# 70-200mm f2.8 II with 2x TC good?



## mreco99 (Oct 8, 2011)

Hi

Any one happy with the results from the 70-200mm f2.8 II with 2x TC at 400mm? on say a 5dmk2
I like the 70-300L but its a fair bit shorter on a FF than im used to on a 1.6 crop

Bear in mind im coming from a 450d and a 70-300mm non L
I know the 70-200 with 2x tc on 5dmk2 wont quite get me the same reach as the 300 on the 450d, but not far off.
Just planning my upgrade path for better IQ

thanks


----------



## neuroanatomist (Oct 9, 2011)

Decent. Not as good as any Canon lens which natively reaches 400mm, but you can get acceptable results.

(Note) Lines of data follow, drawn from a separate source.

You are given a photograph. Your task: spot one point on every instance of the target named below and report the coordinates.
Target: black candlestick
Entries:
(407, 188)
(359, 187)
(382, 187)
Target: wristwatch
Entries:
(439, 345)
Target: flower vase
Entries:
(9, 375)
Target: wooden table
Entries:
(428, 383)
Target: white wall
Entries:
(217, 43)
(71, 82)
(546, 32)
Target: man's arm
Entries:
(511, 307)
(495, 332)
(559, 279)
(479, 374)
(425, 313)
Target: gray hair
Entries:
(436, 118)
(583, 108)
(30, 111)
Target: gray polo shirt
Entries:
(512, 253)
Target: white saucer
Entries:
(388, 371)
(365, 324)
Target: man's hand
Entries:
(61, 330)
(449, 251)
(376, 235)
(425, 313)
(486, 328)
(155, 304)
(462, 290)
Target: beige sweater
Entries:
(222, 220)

Here's a shot with the combo on my 7D:




EOS 7D, EF 70-200mm f/2.8L II IS USM + EF 2x II Extender @ 400mm, 1/160 s, f/5.6, ISO 3200


----------



## mreco99 (Oct 9, 2011)

looks good thanks, I should notice better IQ with that upgrade right over my existing? even with using the TC?


----------



## neuroanatomist (Oct 9, 2011)

The 70-200 II + 2x (II or III) will definitely deliver better IQ than the non-L 70-300, on any body.


----------



## pelebel (Oct 11, 2011)

neuroanatomist said:


> The 70-200 II + 2x (II or III) will definitely deliver better IQ than the non-L 70-300, on any body.



Yes, better IQ. Here's a quote from Slrgear.com : "With the Extender attached, sharpness is noticeably reduced. You'll never get tack-sharp results with the 2x II Extender attached: at f/5.6, the lens produced images of only moderate sharpness, with some improvement stopped down. Images at f/8, f/11 and f/16 show essentially the same level of sharpness, good but not great, and then things soften up again as the lens is stopped down to f/32 or smaller. At f/45 and especially f/64, things get pretty fuzzy."

http://www.slrgear.com/reviews/showproduct.php/product/434/cat/62

And their review about the 70-300 : http://www.slrgear.com/reviews/showproduct.php/product/253/cat/11

But you see the sharpness might not be as different, depending on your aperture.


----------



## dr croubie (Oct 12, 2011)

The 70-200 f/4 L IS with 1.4x TC compared to the 70-300L is a very tough call, the 70-300L is only a smidge sharper.
Then take into account 70-200 f/2.8L IS II is a bit sharper than the f/4 (esp on the FF edges).
Then take into account that the 70-300nonL is just squishy at 300mm (hence i sold the one i had and bought the L).

Even the 2x tc instead of the 1.4x tc may make IQ on the 70-200 tc combo a bit worse than the 70-300L, but compared to the 70-300nonL you'll really notice how much sharper it is.
check out a direct comparison here


----------



## neuroanatomist (Oct 12, 2011)

pelebel said:


> neuroanatomist said:
> 
> 
> > The 70-200 II + 2x (II or III) will definitely deliver better IQ than the non-L 70-300, on any body.
> ...



Note that Slrgear was testing the 2x III with the 200mm f/2.8L II (the 70-200 II is sharper than the 200/2.8 prime).


----------



## Mencho(22) (Oct 13, 2011)

I think this is a great combo...

Just take a look of some test shoots:

















A crop






All taken with a 7D


----------



## hokieshu (Oct 13, 2011)

As with any "tool" the answer depends on what you plan to do with the "tool". I would tell you that in my experience with all TCs that I have used (1.4x II, 2x II, 1.4x III) that I have been happy and I have been disappointed. I have been happy when the object that I am shooting is standing still or moving slowly. Image quality is very good with a TC - only moderate impact to my mostly untrained eye - when photographing a deer, a floating duck or goose, a bird sitting on a limb, etc. I've been disappointed in that autofocus impact makes the combination unacceptable for sports photography. There is a marked impact on autofocus performance - even in AI servo mode with a superb lens like a 200mm f/2 IS (my fav by the way). I purchased a 1.4x II to turn my 200mm f/2 into a 280 f/2.8 thinking I might be able to avoid buying a 300mm f/2.8 for sports photography. The autofocus impact lowered my keeper rate considerably. The autofocus impact was too negative so I sold it, purchased a 1.4x III thinking that the IQ advancements would help the issue enough and while the autofocus improved it didn't improve enough so off I go to try to keep my wife from divorcing me for buying another $4000 lens.....


----------